Generalization processes happen easily during learning of pain-related behaviors. In contrast, however, the extinction or unlearning of pain is specific to the stimulus and the response, as well as the context during the extinction process

Therefore, it is more difficult for therapists to train a patient to unlearn pain-related behaviors compared with training them to learn these behaviors.

This is the corollary of “It takes 100 repetitions to develop a good habit, but only 3 to break it.”

During this process, it is not only the erasure of an old memory trace that occurs, but also the learning of a new suppressive process.

It’s always easier to learn something new than to forget the old, so it’s best to create many positive experiences that contradict negative behaviors learned.

Operant extinction training and cognitive behavioral approaches, which are specifically suited to influence learning and memory processes by modulating alterations in brain function or chemistry, were reported to be successful for the treatment of chronic pain.

Ignoring pain doesn’t make it go away, so with pain, extinction is impossible for anyone who has intermittent severe pains.

3.2. Operant Extinction Training

It is assumed that patients with high levels of pain behaviors and high interference from pain will benefit from operant extinction training

The goals of this training are as follows:

  1. to decrease pain behaviors in an effort to extinguish pain;
  2. to increase activity levels and healthy behaviors related to work, leisure time, and family;
  3. medication reduction and management; and 
  4. to 

These seem to make many assumptions about chronic pain patients because it treats them as a population, not individuals.

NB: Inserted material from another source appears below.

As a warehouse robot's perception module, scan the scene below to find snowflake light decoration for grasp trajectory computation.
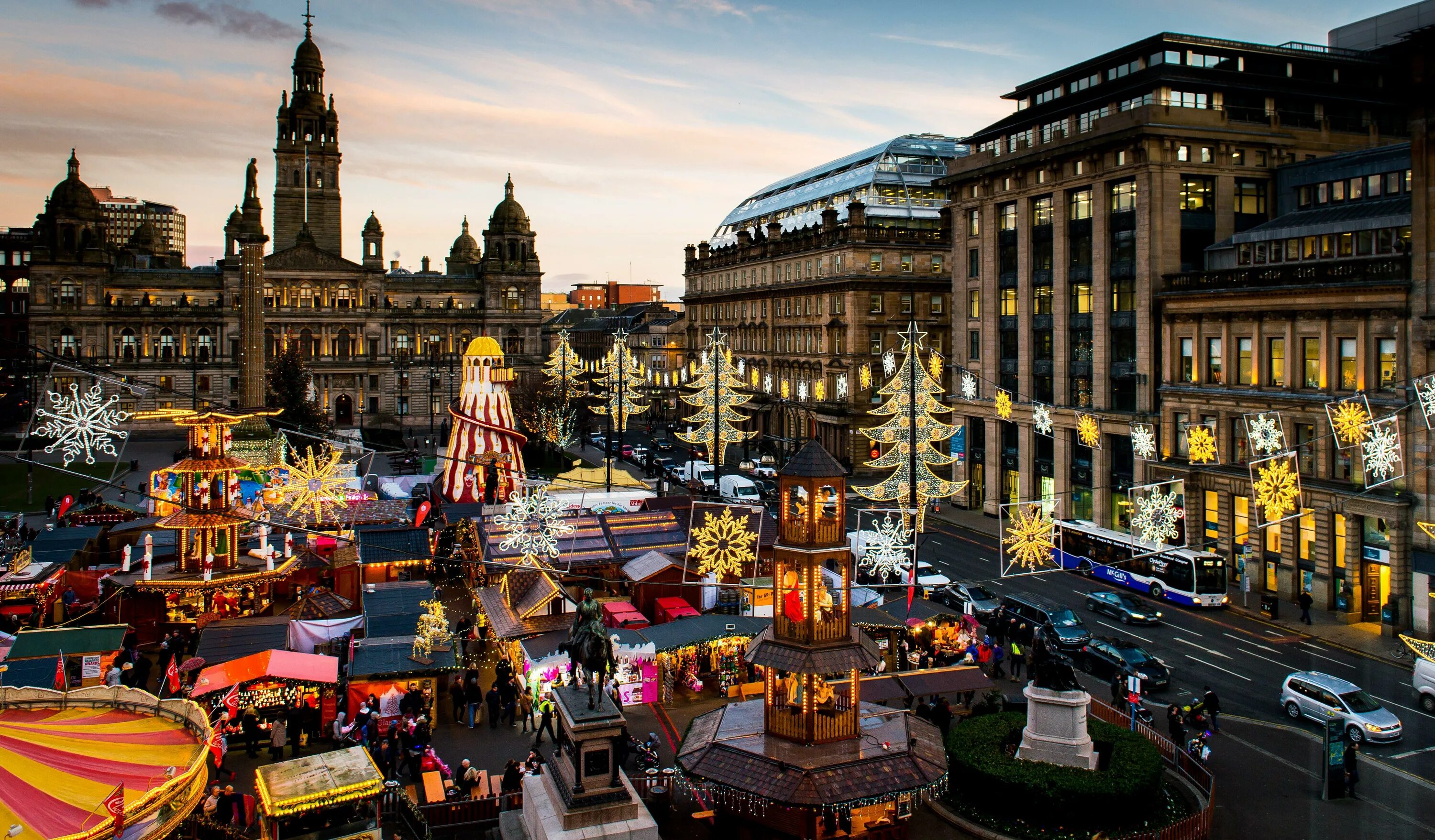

While this might work for people with low-level consistent pain, some of us experience increasing pain the longer we don’t “do something about it”, like take an opioid so we can get on with our daily lives.

3.3. Cognitive Behavioral Training

The cognitive-behavioral model of chronic pain emphasizes the role of cognitive, affective, and behavioral factors in the development and maintenance of chronic pain.

The cognitive-behavioral training modifies pain-eliciting and maintaining behaviors, cognitions, and emotions to reduce feelings of helplessness and lack of control with the aim of establishing a sense of control over pain.

These behaviors do not “elicit and maintain” our own pain, it just makes our pain obvious to bystanders which makes THEM feel pain.

Therefore, a modification of pain triggering and pain maintaining behavior, as well as the involved cognitions and emotions, will be used.

Whereas operant treatment especially reduces pain behaviors and pain intensity, cognitive-behavioral therapy has a special effect on the affective and cognitive aspects of pain

cognitive-behavioral treatment changes the brain’s processing of pain through an altered cerebral loop between pain signals, emotions, and cognitions, which leads to increased access to executive regions for reappraisal of pain

Because extinction is more difficult than acquisition, principles of extinction training as described above need to be considered

  1. Conclusions and Outlook

The goal of this review was to provide an overview of learning and memory aspects for the development of chronic pain.

We provided an overview of some treatment options that use the characteristics of extinction.

Operant extinction training and cognitive-behavioral approaches show promising results for the treatment of chronic pain.

I have to wonder which kind of pain they’re talking about becuase pain has so many different varieties and causes.

Just because they don’t know what’s causing our pain it doesn’t mean there isn’t a cause. It could be (and I think often is) a physical process that hasn’t been discovered yet.

Look how long fibromyalgia was considered “not real” before they found specific biochemical markers. They still don’t know what causes the body systems to go awry, but now they can detect it in blood or brain scans.

2 thoughts on “Learning and Unlearning of Pain

  1. Laura P. Schulman, MD, MA

    Holy crap, they’re trying to shop 1950s psychological theories and somehow smash their idea of operant conditioning together with their construct of the experience of pain. Maybe their own experience includes sadomasochism? That’s the only thing that might make pain pleasant. I think. Sort of.